Notes and Editorial Reviews
It doesn't take much more than a thought to get musicologists going these days. It's well known that Brahms originally conceived the music of his First Serenade for other than full orchestra; perhaps string octet, perhaps a mixed nonet. No one knows for sure, and no earlier setting has survived, but that hasn't stopped several groups from reducing the work to its theoretically "original" chamber version. We can only wonder what would have happened if Brahms had speculated about writing for balalaika orchestra or Balinese gamelan. Imagine the fun! We might yet see the Third Symphony as a Ukulele Septet and the Tragic Overture in its original version for six accordions, ophicleide, viola
d'amore, three trombones, timpani, tam-tam, and glass harmonica.

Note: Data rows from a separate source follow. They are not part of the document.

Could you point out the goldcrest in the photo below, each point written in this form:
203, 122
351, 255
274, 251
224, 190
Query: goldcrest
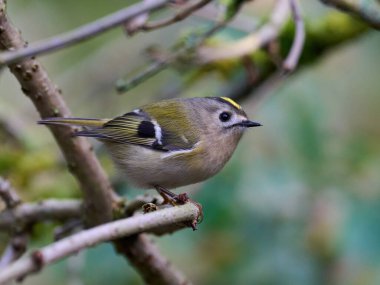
170, 143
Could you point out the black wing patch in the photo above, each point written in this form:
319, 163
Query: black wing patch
133, 128
146, 130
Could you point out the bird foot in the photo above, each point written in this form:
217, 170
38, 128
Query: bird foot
180, 199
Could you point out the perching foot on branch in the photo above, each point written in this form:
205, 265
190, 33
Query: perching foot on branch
180, 199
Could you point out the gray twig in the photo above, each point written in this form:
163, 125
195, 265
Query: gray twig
14, 250
163, 63
107, 232
291, 60
176, 18
250, 43
82, 33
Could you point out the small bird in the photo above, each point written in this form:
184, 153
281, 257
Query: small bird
170, 143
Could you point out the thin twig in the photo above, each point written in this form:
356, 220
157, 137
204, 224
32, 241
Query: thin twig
96, 188
291, 60
43, 211
82, 33
47, 99
91, 237
176, 18
123, 86
252, 42
14, 250
8, 194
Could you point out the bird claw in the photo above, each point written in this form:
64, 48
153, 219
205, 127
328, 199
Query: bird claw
181, 199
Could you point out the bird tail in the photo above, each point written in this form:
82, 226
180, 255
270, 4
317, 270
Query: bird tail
74, 122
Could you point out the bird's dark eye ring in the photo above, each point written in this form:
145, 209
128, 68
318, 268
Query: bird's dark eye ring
224, 116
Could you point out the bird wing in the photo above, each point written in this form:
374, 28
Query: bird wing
139, 128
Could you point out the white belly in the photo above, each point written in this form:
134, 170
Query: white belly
146, 168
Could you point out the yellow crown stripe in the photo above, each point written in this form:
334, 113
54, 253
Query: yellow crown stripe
232, 102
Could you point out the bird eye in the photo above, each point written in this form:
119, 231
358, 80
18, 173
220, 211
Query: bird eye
224, 116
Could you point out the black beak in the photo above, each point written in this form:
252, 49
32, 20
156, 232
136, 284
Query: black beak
249, 124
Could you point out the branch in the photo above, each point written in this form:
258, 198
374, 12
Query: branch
291, 60
96, 188
368, 11
165, 61
82, 33
35, 212
91, 237
176, 18
251, 43
14, 250
48, 101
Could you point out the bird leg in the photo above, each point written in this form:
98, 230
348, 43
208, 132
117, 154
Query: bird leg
170, 197
174, 199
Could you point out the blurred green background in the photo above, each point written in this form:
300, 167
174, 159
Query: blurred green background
299, 202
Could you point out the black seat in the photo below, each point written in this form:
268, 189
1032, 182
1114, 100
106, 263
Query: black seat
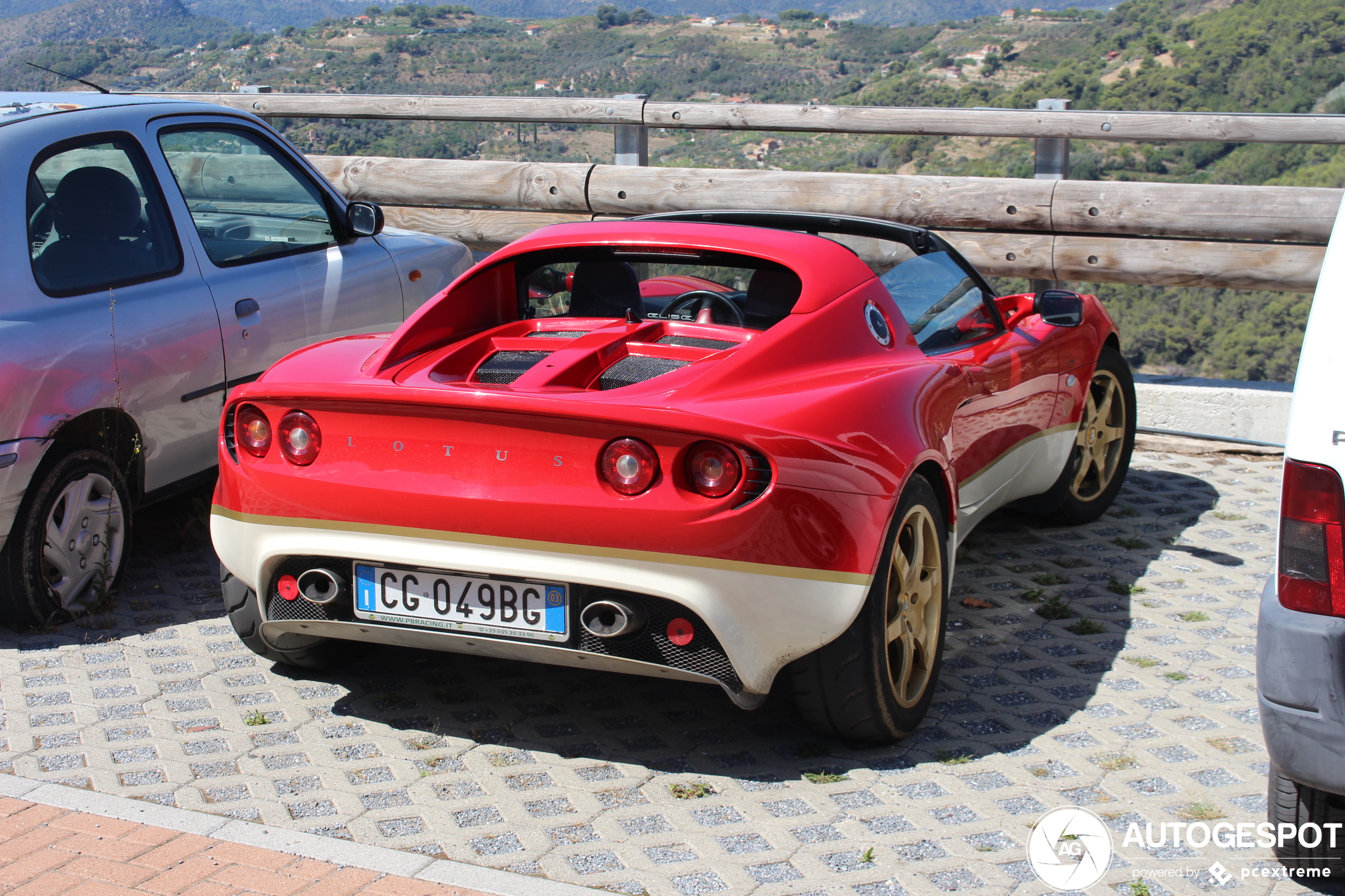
92, 210
771, 296
606, 289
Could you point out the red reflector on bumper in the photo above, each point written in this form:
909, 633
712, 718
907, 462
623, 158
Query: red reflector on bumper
681, 632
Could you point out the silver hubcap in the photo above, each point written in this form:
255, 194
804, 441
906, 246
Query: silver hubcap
915, 607
1102, 433
85, 539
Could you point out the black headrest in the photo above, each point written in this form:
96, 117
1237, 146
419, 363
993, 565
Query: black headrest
773, 293
606, 289
96, 202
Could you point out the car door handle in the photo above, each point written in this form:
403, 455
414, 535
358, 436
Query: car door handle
248, 312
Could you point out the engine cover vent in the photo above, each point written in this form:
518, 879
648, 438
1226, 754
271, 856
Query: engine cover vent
506, 367
696, 341
636, 368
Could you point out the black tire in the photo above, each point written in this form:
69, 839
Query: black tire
306, 652
33, 589
1298, 805
846, 687
1062, 504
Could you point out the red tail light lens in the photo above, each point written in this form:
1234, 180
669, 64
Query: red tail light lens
1312, 563
629, 467
300, 440
713, 469
252, 430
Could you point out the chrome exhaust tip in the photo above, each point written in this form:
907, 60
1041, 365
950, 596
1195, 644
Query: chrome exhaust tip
612, 620
322, 586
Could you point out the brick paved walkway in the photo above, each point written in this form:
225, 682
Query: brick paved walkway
48, 852
1146, 711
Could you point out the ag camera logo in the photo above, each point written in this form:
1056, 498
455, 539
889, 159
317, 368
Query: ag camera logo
1070, 848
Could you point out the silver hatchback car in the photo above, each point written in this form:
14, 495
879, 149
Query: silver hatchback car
171, 251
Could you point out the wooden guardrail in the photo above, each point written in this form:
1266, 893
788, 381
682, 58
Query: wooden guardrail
1130, 240
856, 120
1110, 231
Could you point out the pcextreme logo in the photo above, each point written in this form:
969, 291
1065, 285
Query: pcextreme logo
1070, 848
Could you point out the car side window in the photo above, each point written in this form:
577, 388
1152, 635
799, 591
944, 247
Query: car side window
248, 201
97, 220
943, 305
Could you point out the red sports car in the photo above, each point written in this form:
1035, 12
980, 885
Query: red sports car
704, 446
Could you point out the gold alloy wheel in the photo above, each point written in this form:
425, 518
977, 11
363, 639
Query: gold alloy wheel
1102, 435
915, 607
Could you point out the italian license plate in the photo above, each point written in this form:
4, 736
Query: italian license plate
460, 602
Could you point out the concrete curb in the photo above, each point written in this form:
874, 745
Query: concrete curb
325, 849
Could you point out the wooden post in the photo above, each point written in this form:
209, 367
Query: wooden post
1052, 164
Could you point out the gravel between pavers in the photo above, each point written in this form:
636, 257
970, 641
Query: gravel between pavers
566, 774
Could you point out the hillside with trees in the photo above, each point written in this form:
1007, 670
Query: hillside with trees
1200, 56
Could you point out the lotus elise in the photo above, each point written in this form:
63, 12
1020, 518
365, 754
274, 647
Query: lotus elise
708, 446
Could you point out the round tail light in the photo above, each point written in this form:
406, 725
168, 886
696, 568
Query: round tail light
300, 440
713, 469
629, 465
252, 430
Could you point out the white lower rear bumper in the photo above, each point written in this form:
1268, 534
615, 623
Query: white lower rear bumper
763, 616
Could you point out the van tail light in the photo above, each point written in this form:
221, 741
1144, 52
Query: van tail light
1312, 563
252, 430
629, 465
300, 440
713, 469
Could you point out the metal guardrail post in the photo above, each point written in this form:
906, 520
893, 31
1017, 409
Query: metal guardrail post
1052, 163
631, 141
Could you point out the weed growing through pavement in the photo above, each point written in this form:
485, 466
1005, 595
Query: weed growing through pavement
1115, 762
1087, 627
1201, 810
1055, 609
692, 792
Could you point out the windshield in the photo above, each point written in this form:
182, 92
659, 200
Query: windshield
719, 288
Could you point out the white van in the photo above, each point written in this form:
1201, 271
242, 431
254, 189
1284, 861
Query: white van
1301, 633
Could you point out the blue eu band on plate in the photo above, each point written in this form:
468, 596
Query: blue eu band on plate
462, 602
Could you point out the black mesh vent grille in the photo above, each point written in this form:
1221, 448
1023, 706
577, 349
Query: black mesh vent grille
704, 655
696, 341
506, 367
229, 433
636, 368
280, 610
759, 477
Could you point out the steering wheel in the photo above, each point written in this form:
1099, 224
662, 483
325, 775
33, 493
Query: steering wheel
706, 300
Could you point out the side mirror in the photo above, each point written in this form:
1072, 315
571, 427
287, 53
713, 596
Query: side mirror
1060, 306
364, 220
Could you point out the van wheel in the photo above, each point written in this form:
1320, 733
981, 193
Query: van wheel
69, 543
1296, 804
875, 683
300, 650
1100, 456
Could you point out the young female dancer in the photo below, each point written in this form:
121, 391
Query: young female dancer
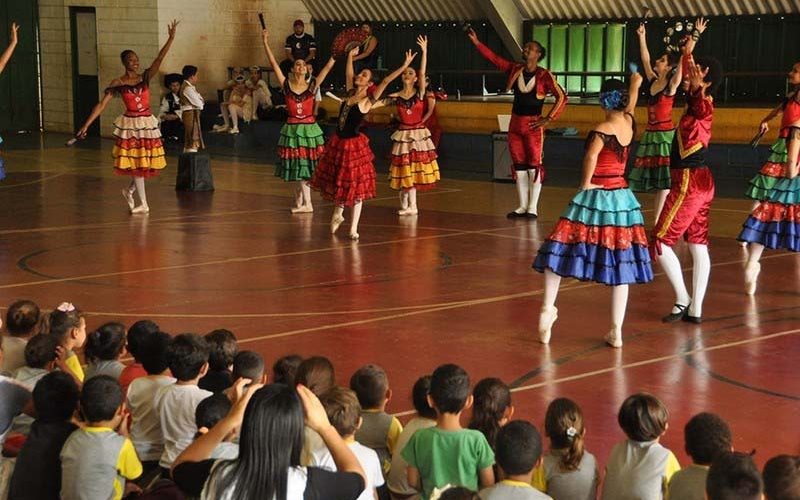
777, 164
414, 163
301, 143
12, 44
345, 174
138, 152
600, 236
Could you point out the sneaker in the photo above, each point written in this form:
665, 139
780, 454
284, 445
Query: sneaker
547, 317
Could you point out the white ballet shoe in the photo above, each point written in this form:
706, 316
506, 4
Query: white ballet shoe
614, 338
751, 270
547, 317
335, 223
128, 195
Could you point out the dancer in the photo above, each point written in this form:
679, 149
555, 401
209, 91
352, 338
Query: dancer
600, 236
414, 156
12, 44
301, 143
138, 151
776, 167
651, 165
685, 212
775, 222
531, 84
345, 174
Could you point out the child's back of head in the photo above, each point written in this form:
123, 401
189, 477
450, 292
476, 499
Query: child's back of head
706, 435
643, 417
371, 386
101, 399
733, 476
136, 336
106, 343
519, 448
316, 373
248, 364
187, 354
222, 349
22, 318
782, 478
419, 396
153, 353
284, 370
449, 388
343, 410
41, 350
563, 424
55, 397
491, 406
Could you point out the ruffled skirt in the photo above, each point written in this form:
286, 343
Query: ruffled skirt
414, 162
600, 237
138, 150
651, 165
300, 148
775, 223
345, 173
773, 170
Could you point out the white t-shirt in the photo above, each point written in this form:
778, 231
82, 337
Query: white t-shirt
368, 459
176, 405
145, 421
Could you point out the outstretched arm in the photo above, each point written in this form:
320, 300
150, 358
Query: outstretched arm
272, 61
12, 44
163, 52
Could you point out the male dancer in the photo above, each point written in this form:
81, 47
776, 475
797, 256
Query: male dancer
531, 84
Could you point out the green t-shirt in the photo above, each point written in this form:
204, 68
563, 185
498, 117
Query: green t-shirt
443, 457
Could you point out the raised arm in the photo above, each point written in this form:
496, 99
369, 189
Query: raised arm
391, 76
644, 53
163, 52
12, 44
422, 41
272, 61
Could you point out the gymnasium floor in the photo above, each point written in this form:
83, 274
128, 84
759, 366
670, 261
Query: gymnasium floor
453, 284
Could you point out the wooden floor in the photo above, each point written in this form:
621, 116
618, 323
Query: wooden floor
453, 284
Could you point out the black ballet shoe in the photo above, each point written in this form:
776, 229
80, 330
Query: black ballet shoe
673, 317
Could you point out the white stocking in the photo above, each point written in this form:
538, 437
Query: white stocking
536, 190
672, 268
701, 269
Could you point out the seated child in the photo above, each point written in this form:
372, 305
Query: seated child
344, 413
145, 421
519, 451
734, 476
103, 349
568, 470
379, 430
222, 348
491, 408
706, 435
284, 371
22, 323
425, 452
134, 340
426, 417
68, 325
782, 478
37, 474
640, 467
210, 411
98, 460
187, 357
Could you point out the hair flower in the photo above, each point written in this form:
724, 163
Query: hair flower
66, 307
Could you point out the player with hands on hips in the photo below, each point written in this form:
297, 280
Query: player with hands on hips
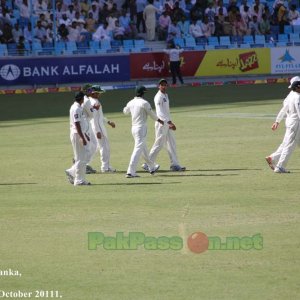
80, 141
164, 135
140, 109
99, 129
291, 109
88, 114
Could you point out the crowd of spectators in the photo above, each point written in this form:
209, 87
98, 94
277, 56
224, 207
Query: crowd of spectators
25, 21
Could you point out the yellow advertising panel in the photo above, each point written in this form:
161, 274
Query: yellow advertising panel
235, 62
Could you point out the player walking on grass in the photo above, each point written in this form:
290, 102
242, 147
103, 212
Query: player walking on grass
291, 109
88, 110
164, 133
140, 109
80, 141
99, 129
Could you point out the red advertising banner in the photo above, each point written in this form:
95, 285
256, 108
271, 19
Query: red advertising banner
155, 65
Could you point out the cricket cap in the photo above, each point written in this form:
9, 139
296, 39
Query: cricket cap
140, 90
86, 87
163, 80
79, 96
97, 89
296, 78
296, 84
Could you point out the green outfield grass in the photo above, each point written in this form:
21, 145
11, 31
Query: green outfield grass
223, 135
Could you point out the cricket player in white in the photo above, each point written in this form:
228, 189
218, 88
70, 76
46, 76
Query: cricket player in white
80, 141
139, 109
164, 135
88, 110
291, 109
99, 130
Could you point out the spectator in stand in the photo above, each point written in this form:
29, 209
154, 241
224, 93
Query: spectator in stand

But seriously, whatever the dubious musicological roots of this enterprise, the end really justifies the means, for the music sounds delightful in this reduced scoring, thanks in large part to some magnificent playing--particularly from the woodwinds--by the Czech Nonet. If you're not hooked by the thoroughly romantic tone of the horn, the rustic charm of the oboe and clarinet, or the transparent textures and sweetly singing strings in the lovely slow movement, then you need to find a new hobby besides music. My only quibble concerns certain oboe passages that have been transferred to the flute, obviously to give the player something more to do and to lighten the overall texture. I prefer the oboe originals in most such cases, but it's a very minor point. Vládimira Klánská's evocative horn playing also features in the marvelous performance of the Op. 40 Horn Trio that opens the program. This disc offers great sound and great fun, especially if you're in the mood for Brahms with a difference.